『そ、理沙。このままじゃ、二人とも助からない。それは僕も困るんだけど』

 プレゼントボックス、ではなく封印の箱が私に話しかける。

『聖女がこの世界からいなくなるのだとしても、理沙は守護騎士を助けたい?』

 ――助けたいに、決まっている。

 そもそも、私は聖女なんかじゃない。
 この世界に呼び出される数年前まで、ただの女の子だった。
 そう、私は聖女なんかじゃない。ただの理沙だ。

 私は、決意を込めて、どこか緊張感のない声音の、封印の箱、シストを見つめる。

『……いいよ? それなら助けてあげる。その代わり、このあと、すご~く大変だと思うけど、がんばってくれるよね?』

 ぴょこんと、プレゼントの箱の三角形にとがったリボンが、白いフワフワの耳に変わる。後ろ側からしっぽが現れて、箱はあっという間に、空に浮かぶ小さな二足歩行の猫に変わった。

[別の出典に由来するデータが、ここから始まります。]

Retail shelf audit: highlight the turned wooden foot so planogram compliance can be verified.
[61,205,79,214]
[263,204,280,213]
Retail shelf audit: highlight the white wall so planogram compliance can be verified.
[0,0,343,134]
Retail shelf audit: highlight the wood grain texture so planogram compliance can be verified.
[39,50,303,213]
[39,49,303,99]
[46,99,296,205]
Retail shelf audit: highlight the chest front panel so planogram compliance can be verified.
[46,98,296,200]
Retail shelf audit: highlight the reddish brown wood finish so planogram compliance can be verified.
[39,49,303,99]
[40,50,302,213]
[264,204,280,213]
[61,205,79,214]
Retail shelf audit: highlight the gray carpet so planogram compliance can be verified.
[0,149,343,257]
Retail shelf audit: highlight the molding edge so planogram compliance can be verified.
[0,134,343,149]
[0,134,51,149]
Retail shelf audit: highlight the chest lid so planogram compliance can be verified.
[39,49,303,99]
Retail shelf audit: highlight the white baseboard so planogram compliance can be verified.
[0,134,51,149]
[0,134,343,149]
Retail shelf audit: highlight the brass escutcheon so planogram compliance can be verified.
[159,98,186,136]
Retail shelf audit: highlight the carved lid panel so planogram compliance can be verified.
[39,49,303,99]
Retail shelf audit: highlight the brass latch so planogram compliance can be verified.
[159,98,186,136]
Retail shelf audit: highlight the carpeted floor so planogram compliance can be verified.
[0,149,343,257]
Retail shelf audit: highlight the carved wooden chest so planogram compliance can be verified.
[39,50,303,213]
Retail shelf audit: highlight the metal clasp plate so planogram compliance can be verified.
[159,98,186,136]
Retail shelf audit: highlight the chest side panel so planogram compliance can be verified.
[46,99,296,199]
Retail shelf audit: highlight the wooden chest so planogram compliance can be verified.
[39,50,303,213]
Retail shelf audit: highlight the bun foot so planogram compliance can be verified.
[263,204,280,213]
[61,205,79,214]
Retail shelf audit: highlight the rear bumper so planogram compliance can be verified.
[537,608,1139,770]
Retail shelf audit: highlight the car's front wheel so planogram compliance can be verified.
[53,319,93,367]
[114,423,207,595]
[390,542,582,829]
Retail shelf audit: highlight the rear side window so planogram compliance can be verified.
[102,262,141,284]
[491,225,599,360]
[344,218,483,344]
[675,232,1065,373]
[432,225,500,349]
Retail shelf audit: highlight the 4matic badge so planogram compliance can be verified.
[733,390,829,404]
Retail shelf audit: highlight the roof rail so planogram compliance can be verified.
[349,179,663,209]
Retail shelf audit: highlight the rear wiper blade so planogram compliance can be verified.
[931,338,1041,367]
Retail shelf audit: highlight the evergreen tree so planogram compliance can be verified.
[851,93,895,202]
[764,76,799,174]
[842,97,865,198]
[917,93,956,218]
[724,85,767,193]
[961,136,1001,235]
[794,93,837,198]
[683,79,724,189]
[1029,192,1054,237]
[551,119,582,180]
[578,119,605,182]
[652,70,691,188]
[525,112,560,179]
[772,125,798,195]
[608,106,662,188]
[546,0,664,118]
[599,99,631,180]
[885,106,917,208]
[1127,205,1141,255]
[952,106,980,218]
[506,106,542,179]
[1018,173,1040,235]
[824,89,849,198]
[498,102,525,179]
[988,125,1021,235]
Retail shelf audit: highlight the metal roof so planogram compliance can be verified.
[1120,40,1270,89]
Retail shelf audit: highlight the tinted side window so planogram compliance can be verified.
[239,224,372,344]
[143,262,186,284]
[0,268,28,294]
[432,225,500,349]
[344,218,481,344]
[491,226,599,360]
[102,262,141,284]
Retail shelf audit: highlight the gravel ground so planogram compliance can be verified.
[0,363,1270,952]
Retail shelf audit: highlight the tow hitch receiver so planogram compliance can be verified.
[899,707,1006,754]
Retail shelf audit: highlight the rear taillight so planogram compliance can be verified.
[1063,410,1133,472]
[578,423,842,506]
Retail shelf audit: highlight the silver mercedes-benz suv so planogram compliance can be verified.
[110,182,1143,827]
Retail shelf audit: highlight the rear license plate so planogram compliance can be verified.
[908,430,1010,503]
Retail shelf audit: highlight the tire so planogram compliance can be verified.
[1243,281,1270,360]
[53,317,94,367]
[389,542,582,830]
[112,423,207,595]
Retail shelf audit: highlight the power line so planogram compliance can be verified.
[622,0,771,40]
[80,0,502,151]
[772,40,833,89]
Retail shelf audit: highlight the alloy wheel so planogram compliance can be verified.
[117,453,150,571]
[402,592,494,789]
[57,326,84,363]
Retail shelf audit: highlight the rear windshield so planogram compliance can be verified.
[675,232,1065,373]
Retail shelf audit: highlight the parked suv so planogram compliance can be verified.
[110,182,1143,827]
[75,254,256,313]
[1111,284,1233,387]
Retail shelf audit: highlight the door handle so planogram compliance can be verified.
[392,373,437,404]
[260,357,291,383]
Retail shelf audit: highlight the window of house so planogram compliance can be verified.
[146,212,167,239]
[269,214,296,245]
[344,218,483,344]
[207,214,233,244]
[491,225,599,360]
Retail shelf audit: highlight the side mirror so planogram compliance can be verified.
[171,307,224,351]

 もう一度、現れた魔法陣は、今度は桃色の光を強めて、私たちを包み込む。
 そのまま、私はぼんやりと、自分の目の前に表示されたステータスの『聖女』という文字が、桃色の光の中で、猫の爪にがりがりと削られて消されていくのを見た。

 私が意識を保っていられたのは、残念ながらそこまでだった。